Ogni giocatore ha la sua routine: “C’è chi le porta e mi dice: falle quando vuoi, come Alcaraz, il più rilassato di tutti, l’unico degli otto singolaristi in gara qui che utilizza una racchetta praticamente priva di modifiche. Altri invece vogliono che la racchetta sia incordata il più tardi possibile, a ridosso del match. Spesso a portarcele sono i coach per questione di praticità, ma dipende anche dalla logistica del torneo, perché se siamo in una zona di passaggio vengono i giocatori. Medvedev è l’unico che quasi sempre le porta di persona ed è quello che ringrazia sempre. Ma sono molto gentili anche Sinner, Alcaraz ed Hurkacz”.
Una squadra che lavora a metà strada tra un’equipe da sala operatoria e un team di meccanici della Formula Uno: “Non ci cronometriamo ma per solito utilizziamo una lavagna con i tempi di ritiro, incordatura e riconsegna - precisa ancora Rossani -. La difficoltà maggiore è rappresentata dall’’on court’: possono capitare imprevisti, come una corda che inaspettatamente si spezza non per colpa di chi sta lavorando e c’è poco, anzi pochissimo tempo per rimediare. E’ questo l’incubo di ogni incordatore. Normalmente, nonostante si lavori sotto pressione, gli intoppi sono quasi inesistenti anche se personalmente ne ricordo uno con CarolineWozniacki a Roma qualche anno fa: ci fu un fraintendimento tra la giocatrice ed il coach, e di conseguenza con no,i e fui costretto, a ridosso del match, ad incordare quattro racchette perfettamente in meno di un’ora, quando di norma ci vogliono 18/20 minuti per ogni singolo attrezzo”.

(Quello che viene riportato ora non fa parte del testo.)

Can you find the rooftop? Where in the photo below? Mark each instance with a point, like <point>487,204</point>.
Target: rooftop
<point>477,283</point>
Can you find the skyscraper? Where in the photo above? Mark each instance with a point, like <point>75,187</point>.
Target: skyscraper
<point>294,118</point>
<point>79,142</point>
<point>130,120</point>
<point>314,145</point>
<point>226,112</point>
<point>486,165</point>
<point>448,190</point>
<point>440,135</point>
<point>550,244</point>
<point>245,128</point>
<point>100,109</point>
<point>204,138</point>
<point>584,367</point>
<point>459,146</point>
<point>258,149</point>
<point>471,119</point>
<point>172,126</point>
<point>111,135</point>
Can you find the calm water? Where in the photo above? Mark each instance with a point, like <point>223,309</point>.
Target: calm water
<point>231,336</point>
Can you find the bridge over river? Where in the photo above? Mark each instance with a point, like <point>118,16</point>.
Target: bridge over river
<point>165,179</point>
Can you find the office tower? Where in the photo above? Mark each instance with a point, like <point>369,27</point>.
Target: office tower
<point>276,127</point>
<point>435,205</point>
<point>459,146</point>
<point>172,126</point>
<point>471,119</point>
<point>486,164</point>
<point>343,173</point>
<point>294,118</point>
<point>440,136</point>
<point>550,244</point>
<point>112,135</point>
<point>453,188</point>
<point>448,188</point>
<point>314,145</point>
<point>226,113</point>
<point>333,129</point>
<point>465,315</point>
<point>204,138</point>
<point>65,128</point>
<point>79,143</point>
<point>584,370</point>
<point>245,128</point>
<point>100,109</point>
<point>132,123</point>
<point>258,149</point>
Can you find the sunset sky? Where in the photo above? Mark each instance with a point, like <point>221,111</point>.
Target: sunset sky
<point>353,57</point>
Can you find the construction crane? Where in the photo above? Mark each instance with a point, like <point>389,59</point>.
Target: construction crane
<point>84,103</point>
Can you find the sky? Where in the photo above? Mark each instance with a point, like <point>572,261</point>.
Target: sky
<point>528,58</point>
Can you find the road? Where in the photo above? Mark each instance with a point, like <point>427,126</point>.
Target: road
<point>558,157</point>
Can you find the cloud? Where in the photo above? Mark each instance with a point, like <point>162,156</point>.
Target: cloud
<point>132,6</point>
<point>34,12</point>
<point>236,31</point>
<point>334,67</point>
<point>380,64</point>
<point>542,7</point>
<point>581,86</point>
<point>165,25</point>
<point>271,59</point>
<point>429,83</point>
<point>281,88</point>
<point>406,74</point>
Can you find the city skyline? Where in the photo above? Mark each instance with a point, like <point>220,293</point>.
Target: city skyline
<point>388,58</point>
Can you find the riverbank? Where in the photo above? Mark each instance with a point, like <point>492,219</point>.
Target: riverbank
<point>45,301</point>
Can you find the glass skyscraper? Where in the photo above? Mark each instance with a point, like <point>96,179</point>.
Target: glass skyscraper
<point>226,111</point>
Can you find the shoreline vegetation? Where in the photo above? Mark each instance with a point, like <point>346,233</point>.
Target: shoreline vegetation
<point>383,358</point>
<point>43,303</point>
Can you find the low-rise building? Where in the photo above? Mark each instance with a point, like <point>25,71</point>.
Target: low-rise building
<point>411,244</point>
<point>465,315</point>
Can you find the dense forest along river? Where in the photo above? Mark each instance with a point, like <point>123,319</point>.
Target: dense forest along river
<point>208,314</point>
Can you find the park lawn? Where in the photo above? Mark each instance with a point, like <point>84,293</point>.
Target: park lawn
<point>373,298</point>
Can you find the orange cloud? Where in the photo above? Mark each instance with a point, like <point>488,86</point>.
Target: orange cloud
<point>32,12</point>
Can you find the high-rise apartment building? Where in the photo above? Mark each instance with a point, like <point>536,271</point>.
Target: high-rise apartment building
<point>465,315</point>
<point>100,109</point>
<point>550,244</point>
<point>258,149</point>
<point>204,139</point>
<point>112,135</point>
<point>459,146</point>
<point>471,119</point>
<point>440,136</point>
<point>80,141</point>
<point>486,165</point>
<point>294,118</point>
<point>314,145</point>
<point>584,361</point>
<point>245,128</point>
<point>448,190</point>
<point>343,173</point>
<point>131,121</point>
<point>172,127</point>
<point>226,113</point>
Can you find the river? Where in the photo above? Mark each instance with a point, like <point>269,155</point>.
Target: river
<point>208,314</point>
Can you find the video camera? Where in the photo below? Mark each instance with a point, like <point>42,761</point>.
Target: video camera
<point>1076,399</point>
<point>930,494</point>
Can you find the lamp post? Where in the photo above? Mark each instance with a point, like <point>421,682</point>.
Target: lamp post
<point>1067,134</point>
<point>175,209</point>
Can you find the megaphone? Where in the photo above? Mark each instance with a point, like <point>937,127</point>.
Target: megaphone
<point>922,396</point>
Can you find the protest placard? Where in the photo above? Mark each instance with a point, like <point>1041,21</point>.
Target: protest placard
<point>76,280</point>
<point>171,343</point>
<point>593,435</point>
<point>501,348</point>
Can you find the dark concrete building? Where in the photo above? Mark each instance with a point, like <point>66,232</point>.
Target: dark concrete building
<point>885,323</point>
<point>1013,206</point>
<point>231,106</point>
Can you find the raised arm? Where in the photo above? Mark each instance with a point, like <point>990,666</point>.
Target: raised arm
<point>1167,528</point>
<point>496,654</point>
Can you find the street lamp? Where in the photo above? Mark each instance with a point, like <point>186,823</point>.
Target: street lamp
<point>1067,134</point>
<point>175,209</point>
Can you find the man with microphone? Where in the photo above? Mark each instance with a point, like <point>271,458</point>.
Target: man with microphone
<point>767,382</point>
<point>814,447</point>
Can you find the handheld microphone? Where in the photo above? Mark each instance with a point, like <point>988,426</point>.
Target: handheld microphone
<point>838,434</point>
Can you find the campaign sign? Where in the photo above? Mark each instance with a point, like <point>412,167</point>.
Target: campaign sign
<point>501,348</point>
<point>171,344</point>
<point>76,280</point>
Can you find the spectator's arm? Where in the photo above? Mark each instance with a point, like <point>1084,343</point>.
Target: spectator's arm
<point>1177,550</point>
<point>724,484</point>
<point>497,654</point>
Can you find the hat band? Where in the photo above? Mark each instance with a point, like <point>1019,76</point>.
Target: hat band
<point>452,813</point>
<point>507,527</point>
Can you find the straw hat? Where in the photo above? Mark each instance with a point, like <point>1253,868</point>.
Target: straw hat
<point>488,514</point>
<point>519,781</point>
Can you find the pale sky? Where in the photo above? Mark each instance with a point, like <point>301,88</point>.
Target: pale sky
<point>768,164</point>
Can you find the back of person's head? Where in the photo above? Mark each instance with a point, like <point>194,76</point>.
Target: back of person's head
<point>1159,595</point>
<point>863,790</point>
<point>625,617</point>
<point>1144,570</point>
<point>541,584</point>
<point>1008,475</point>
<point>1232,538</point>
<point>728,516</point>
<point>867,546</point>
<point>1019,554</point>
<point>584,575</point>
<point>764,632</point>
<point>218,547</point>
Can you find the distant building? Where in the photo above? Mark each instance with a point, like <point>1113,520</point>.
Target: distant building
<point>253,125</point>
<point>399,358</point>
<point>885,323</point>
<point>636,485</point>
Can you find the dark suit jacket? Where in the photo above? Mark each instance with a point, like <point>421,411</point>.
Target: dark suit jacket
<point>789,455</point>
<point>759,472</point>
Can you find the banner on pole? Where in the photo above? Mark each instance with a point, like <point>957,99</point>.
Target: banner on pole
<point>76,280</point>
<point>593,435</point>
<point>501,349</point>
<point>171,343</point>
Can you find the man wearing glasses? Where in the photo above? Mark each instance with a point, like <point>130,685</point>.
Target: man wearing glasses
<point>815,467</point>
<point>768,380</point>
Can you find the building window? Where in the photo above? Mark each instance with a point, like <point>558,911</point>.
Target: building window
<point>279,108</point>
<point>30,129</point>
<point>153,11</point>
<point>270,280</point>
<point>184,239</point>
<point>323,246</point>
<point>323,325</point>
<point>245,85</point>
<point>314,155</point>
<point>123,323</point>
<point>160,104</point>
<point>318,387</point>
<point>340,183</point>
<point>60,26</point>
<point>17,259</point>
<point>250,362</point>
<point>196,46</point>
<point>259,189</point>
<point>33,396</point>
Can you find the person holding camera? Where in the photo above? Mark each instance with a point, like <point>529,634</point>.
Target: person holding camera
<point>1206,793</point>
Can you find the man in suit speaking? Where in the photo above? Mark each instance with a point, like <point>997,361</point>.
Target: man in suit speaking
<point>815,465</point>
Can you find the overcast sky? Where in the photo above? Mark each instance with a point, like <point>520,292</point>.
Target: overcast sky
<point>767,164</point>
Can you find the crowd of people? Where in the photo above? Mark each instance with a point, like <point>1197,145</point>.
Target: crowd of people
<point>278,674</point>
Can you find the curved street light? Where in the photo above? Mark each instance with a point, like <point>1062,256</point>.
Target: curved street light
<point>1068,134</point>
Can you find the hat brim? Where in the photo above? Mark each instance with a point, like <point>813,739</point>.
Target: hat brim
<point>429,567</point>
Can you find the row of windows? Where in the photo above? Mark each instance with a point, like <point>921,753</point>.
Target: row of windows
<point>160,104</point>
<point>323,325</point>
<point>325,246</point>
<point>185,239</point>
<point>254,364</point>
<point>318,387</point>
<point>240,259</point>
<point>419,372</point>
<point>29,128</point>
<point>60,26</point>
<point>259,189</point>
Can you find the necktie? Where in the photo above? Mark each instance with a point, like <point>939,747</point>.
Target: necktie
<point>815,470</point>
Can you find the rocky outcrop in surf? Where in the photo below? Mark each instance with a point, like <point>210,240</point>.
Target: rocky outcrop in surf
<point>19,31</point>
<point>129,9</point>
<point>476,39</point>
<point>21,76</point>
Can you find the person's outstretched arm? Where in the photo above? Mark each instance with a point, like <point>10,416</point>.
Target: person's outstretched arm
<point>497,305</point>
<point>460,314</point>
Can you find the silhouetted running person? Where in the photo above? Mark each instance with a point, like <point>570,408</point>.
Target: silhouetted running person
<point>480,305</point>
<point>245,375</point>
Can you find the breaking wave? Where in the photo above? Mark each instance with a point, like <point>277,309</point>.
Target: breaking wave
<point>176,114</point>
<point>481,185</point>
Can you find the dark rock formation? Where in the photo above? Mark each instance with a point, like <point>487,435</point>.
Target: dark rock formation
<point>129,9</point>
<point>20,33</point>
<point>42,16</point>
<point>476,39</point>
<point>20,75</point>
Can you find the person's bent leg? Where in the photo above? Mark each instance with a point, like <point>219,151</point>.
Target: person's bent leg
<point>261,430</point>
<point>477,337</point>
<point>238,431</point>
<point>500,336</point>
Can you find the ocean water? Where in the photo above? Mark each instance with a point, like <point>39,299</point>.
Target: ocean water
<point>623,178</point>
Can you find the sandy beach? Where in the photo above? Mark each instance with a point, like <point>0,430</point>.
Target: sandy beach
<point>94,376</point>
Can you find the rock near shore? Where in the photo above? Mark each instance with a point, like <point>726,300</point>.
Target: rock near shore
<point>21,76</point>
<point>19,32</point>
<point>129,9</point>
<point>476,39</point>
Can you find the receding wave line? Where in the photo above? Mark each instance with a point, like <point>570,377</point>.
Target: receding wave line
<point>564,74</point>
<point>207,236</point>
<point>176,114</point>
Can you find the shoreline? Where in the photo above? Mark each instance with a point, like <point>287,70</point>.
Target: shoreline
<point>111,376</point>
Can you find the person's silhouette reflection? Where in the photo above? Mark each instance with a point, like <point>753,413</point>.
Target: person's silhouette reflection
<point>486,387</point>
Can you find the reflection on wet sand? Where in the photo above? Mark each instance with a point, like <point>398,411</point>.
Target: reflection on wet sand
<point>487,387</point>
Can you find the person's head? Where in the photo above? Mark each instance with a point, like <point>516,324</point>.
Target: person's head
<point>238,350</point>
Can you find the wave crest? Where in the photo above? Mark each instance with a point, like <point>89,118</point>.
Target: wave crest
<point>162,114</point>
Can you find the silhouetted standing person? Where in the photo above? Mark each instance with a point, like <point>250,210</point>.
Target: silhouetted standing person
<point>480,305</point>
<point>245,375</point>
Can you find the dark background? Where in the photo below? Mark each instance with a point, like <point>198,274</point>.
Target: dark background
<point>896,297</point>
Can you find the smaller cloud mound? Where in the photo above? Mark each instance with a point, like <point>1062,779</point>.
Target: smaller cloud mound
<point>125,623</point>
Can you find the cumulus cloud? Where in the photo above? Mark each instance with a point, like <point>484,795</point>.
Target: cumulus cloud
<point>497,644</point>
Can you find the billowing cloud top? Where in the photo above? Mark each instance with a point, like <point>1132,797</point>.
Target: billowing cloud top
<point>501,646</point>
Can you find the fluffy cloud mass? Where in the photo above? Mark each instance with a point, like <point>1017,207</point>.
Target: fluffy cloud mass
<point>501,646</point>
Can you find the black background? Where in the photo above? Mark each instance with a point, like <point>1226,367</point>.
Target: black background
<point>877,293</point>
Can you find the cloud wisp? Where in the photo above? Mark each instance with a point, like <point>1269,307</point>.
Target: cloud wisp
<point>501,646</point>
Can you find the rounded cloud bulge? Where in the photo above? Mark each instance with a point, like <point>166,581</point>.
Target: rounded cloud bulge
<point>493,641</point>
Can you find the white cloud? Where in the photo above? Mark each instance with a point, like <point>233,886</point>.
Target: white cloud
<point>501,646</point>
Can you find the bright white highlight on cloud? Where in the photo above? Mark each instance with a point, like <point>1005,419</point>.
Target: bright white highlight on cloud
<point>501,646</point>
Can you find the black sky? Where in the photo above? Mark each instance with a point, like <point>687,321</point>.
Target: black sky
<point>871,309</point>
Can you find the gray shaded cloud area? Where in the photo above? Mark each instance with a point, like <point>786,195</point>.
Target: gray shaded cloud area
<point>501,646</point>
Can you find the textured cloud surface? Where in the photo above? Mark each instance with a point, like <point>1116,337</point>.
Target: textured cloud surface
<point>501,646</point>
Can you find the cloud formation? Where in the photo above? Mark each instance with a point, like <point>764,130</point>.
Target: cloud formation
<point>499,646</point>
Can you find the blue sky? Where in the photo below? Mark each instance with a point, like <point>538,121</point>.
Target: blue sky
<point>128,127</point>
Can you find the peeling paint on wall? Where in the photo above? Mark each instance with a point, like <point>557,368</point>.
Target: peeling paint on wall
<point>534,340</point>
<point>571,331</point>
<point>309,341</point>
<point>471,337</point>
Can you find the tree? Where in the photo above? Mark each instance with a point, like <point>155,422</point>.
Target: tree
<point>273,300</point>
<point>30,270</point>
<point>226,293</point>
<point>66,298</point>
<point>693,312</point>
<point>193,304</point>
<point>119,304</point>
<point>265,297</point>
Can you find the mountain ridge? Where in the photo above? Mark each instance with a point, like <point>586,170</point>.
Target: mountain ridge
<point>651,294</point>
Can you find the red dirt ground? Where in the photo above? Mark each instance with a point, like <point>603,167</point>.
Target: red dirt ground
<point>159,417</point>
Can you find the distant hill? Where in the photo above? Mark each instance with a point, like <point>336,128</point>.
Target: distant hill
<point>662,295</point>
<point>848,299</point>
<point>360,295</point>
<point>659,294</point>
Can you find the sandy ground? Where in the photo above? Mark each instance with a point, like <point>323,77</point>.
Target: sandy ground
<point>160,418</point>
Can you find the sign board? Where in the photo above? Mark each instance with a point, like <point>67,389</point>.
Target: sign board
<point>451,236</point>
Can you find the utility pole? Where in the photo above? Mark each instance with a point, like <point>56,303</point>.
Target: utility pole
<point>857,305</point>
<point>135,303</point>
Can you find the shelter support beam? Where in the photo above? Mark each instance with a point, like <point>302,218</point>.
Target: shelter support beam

Professionalità è la parola chiave. “Una volta non c’era la cultura dell’incordatore: adesso servizi privati e servizi offerti dai tornei hanno più o meno lo stesso livello e tutti gli incordatori sono certificati a livello internazionale - conclude Rossani -. Anche se certificazioni a parte, fondamentale resta sempre l’esperienza maturata. Il problema è che ancora oggi non siamo percepiti come una componente fondamentale, così come i fisioterapisti. Come incordatori siamo ancora una figura controversa, anche se un nostro errore può incidere sulla prestazione del giocatore. Ed in questo FITP è stata tra le prime federazioni ad avere un approccio professionale a questa categoria”.